Sie sorgt für Wolle und Flachs
und arbeitet voll Lust mit ihren Händen.
Nach dem Spinnrocken greift ihre Hand,
ihre Finger fassen die Spindel.
Sie öffnet ihre Hand für den Bedürftigen
und reicht ihre Hände dem Armen.
Trügerisch ist Anmut,
vergänglich die Schönheit,
eine Frau, die den Herrn fürchtet,
sie allein soll man rühmen.
Gebt ihr vom Ertrag ihrer Hände,
denn im Stadttor rühmen sie ihre Werke!
Die alttestamentliche Lesung ist dem Buch der Sprichwörter entnommen. Die ausgewählten Verse gehören zu dem Abschlussgedicht, mit dem das ganze Buch endet. Es handelt sich bei den Versen 10-31 um ein Akrostichon, d.h. im Hebräischen folgen die Anfangsbuchstaben der einzelnen Verse dem hebräischen Alphabet.
Das Gedicht über die tüchtige Frau (31,10-31) und die Aussagen über Frau Weisheit (Kap 1-9) sind wechselseitig aufeinander zu beziehen. Sie bilden den Deuterahmen des gesamten Buches. Die tüchtige, weise und JHWH-fürchtige (Jahwe-fürchtige) Frau ist eine Form der Inkarnation der präexistenten Weisheit, durch die JHWH die Welt erschaffen hat und deren Freude es ist, bei den Menschen zu sein (8,22-31). Sie ist ein Paradigma gelungener menschlicher Existenz, welche die gute Schöpfungsordnung im Lebenshaus der Menschen verwirklicht.

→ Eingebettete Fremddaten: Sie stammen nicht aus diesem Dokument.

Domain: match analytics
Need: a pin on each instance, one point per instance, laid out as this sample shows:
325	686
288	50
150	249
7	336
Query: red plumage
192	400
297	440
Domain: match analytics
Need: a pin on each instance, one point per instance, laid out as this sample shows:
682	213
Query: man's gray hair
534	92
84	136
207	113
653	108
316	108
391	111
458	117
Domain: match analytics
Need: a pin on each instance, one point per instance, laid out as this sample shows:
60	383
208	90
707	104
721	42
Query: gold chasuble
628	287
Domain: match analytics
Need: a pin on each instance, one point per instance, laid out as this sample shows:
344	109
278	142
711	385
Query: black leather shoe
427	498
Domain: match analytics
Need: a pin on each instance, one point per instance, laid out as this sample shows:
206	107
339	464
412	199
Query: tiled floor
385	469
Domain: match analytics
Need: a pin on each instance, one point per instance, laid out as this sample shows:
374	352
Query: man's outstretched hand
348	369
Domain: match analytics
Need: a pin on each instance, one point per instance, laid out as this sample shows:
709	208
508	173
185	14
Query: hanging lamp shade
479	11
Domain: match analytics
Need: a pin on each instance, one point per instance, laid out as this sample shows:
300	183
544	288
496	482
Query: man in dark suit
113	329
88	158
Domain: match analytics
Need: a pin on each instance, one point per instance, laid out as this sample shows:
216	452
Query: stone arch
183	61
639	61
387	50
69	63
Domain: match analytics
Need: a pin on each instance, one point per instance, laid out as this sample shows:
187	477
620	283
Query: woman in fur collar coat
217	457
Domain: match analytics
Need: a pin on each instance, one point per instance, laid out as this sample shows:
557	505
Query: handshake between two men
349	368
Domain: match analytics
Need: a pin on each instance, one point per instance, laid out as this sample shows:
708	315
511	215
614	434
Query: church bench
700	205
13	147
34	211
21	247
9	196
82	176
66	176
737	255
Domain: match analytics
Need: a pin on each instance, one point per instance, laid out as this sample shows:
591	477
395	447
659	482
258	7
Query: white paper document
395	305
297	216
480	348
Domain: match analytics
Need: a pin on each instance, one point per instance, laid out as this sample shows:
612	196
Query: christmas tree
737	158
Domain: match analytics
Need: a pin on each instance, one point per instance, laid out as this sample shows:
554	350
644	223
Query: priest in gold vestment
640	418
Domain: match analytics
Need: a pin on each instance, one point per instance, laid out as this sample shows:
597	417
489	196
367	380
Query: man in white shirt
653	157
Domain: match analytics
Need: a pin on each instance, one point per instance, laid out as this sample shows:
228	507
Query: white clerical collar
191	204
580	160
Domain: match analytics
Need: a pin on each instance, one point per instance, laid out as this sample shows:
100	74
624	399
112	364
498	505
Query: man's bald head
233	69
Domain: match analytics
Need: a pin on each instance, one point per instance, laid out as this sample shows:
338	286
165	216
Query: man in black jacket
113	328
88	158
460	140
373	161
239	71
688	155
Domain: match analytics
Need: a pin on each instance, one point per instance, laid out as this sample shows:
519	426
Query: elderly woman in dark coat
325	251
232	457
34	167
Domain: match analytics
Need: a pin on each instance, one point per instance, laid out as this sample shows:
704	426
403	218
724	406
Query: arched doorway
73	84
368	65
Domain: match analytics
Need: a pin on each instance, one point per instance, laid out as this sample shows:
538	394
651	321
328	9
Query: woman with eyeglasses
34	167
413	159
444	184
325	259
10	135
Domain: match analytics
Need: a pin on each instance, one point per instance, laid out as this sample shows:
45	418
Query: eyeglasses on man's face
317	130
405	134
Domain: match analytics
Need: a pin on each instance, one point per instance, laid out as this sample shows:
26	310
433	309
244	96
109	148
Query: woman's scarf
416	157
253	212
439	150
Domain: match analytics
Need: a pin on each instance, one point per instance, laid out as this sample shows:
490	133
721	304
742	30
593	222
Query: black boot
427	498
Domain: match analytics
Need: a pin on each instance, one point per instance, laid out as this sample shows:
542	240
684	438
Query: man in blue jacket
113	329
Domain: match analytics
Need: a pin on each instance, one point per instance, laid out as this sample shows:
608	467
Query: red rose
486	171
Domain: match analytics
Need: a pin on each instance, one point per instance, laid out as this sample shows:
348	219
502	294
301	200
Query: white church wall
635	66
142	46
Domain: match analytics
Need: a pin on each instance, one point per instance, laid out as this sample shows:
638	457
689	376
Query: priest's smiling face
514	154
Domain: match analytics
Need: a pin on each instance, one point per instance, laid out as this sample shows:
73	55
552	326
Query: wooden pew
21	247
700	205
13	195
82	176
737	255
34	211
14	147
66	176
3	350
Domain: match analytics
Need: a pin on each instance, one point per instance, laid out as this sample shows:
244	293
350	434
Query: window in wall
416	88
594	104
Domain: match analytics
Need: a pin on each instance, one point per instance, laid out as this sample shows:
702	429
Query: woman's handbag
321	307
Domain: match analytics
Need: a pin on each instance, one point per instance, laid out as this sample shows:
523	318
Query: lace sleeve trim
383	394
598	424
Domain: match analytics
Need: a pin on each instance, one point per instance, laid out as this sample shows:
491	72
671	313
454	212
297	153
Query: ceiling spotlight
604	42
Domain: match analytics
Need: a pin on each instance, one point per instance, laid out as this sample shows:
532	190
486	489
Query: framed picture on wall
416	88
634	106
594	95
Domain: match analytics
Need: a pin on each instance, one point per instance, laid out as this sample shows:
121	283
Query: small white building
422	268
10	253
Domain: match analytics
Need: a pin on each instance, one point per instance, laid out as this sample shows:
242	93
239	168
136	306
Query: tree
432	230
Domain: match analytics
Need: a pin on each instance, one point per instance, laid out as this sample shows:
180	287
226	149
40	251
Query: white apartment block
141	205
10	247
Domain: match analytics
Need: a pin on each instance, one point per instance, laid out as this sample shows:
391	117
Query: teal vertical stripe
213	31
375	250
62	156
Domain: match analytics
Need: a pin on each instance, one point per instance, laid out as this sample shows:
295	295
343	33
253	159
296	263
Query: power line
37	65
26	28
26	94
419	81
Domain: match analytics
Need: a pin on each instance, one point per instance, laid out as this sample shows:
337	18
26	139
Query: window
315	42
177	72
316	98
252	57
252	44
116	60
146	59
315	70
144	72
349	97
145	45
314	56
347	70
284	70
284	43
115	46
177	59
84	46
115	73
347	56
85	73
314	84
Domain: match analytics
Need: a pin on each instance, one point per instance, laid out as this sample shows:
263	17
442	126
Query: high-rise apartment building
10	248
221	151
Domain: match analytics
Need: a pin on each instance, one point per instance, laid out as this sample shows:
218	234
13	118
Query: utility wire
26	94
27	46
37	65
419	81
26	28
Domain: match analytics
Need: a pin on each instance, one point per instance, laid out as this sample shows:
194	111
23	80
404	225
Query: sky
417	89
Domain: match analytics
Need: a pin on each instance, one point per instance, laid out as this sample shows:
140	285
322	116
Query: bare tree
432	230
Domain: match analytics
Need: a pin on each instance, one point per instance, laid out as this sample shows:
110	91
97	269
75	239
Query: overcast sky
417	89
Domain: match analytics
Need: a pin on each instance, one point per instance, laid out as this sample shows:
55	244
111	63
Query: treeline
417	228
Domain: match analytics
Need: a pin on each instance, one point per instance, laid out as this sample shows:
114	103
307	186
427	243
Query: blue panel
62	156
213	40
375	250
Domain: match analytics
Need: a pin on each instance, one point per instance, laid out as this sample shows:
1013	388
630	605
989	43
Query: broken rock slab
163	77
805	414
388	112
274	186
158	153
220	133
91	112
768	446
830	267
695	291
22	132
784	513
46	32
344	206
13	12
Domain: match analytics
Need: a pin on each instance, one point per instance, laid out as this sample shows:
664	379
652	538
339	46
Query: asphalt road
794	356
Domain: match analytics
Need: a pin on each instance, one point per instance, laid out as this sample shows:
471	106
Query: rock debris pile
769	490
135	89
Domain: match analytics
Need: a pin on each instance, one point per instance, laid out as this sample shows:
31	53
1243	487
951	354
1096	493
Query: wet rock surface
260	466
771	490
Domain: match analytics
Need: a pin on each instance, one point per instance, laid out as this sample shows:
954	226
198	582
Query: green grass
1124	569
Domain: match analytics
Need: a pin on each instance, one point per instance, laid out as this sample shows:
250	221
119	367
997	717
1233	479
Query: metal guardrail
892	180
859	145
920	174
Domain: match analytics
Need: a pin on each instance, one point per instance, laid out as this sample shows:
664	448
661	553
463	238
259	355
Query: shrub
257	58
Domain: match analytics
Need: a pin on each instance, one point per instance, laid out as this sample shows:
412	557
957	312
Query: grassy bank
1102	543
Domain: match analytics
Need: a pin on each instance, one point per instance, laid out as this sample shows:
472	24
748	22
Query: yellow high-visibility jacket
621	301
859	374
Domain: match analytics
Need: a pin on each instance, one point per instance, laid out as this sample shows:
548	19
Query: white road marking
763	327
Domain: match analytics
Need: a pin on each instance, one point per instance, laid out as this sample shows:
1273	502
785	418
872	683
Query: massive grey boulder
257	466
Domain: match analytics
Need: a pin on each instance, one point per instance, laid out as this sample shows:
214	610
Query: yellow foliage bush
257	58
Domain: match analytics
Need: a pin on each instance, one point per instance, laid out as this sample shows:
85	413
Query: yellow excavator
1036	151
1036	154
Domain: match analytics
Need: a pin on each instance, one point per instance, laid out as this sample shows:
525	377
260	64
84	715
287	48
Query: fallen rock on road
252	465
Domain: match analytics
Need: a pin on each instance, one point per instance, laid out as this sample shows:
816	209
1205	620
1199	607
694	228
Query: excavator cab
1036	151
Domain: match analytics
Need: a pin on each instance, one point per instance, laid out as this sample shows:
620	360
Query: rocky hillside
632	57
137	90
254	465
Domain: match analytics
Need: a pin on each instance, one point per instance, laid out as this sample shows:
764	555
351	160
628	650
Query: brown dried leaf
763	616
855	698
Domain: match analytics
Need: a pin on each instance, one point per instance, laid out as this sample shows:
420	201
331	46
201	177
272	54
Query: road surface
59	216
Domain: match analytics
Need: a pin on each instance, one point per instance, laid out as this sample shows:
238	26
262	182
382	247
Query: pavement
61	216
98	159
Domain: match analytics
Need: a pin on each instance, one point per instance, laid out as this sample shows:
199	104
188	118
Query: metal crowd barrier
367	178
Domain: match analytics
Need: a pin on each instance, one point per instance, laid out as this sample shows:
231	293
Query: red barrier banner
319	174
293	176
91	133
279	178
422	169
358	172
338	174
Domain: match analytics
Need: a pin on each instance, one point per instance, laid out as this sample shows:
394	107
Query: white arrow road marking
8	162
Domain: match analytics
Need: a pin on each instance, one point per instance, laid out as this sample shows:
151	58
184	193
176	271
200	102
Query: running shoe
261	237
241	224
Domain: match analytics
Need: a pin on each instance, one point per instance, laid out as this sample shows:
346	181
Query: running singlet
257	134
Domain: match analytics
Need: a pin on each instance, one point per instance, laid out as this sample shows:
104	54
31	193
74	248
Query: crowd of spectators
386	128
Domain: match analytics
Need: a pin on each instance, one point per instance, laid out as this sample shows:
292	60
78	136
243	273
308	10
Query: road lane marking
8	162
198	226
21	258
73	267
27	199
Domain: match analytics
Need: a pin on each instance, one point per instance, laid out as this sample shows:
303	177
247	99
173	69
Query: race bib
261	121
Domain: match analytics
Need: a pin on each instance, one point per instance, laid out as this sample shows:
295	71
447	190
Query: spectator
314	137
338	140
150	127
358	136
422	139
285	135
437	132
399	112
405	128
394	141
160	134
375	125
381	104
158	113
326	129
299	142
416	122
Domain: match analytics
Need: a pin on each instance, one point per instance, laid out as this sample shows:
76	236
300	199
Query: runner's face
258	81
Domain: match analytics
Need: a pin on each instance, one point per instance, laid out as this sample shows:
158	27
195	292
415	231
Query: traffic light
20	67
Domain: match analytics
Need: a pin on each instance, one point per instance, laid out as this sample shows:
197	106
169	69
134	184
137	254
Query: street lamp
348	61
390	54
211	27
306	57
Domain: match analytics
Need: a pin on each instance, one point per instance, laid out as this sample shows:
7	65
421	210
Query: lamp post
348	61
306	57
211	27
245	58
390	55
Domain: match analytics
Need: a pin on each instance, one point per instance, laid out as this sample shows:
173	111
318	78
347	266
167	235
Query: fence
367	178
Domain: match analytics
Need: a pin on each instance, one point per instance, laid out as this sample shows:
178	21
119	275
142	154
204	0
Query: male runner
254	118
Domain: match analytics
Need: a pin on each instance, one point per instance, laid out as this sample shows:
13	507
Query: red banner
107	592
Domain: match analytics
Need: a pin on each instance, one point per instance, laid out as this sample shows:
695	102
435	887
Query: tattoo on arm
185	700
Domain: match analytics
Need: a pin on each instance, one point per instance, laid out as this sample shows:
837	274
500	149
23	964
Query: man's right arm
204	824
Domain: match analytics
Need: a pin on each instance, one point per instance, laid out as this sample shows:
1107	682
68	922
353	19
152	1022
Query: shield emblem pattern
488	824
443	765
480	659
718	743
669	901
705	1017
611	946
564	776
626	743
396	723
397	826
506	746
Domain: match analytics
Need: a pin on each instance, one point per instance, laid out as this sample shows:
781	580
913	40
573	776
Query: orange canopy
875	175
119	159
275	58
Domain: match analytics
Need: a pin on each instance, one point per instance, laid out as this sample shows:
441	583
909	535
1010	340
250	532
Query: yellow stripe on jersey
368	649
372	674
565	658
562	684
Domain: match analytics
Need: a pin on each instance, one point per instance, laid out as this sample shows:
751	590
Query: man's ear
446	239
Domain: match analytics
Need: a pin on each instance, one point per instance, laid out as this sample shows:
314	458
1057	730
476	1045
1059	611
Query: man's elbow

Ludger Schwienhorst-Schönberger, Das Buch der Sprichwörter, in: Erich Zenger u.a., Einleitung in das Alte Testament, Stuttgart 1995, S. 258
Das Bild, das von der Frau in den Versen 10-31 gezeichnet wird, unterstreicht die vielfältigen Aktivitäten der Frau. Sie spielt eine wesentliche Rolle in ihrem Umkreis. Dabei ist auffällig, dass ihr Wirkungskreis sich nicht auf den häuslichen Bereich beschränkt, sondern auch den wirtschaftlichen Bereich umfasst. Die Frau tritt als Geschäftspartnerin auf, sie produziert, verkauft, sorgt sich um die ihr Anvertrauten und sie hat ein Herz für die Armen.
Die für die Lesung vorgesehenen Verse bevorzugen eher die häuslichen Tätigkeiten der Frau. In der Anmerkung zur 1. Lesung im Schott (1983) ist folgerichtig zu lesen: "Eine solche Frau ist liebende Gattin, sorgende Hausfrau, ein wirklicher "Schatz", das Glück ihres Hauses." - Um einerseits der Vollständigkeit des Gedichts Rechnung zu tragen, andererseits aber auch die Vielfältigkeit des Frauenbildes in der Bibel deutlich zu machen, empfehle ich, die Verse 10-31 durchgehend zu lesen, eventuell mit einem Hinweis auf die Gedichtstruktur im Hebräischen. (Siehe "Ungekürzte Fassung").
Die Kapitel 10 bis 31 des Buches der Sprüche sind Texte, die gleichsam vom "prallen Leben" handeln - wie kaum ein zweiter Abschnitt der Bibel. Es geht in diesen Texten um das rechte Handeln im Alltag. In den ersten Versen des 31. Kapitels kommt eine Mutter zu Wort. Die weiteren Verse führen in das Alltagsleben einer Familie.
Historisch dürfte der Text wohl am königlichen Hof entstanden sein. Formal handelt es sich (beim Urtext!) um ein alphabetisches Gedicht, bei dem jede neue Textzeile mit dem jeweils im Alphabet folgenden Buchstaben beginnt. Dieses Stilmittel sollte zum leichteren Merken des Textes (für Rezitationen etc.) beitragen.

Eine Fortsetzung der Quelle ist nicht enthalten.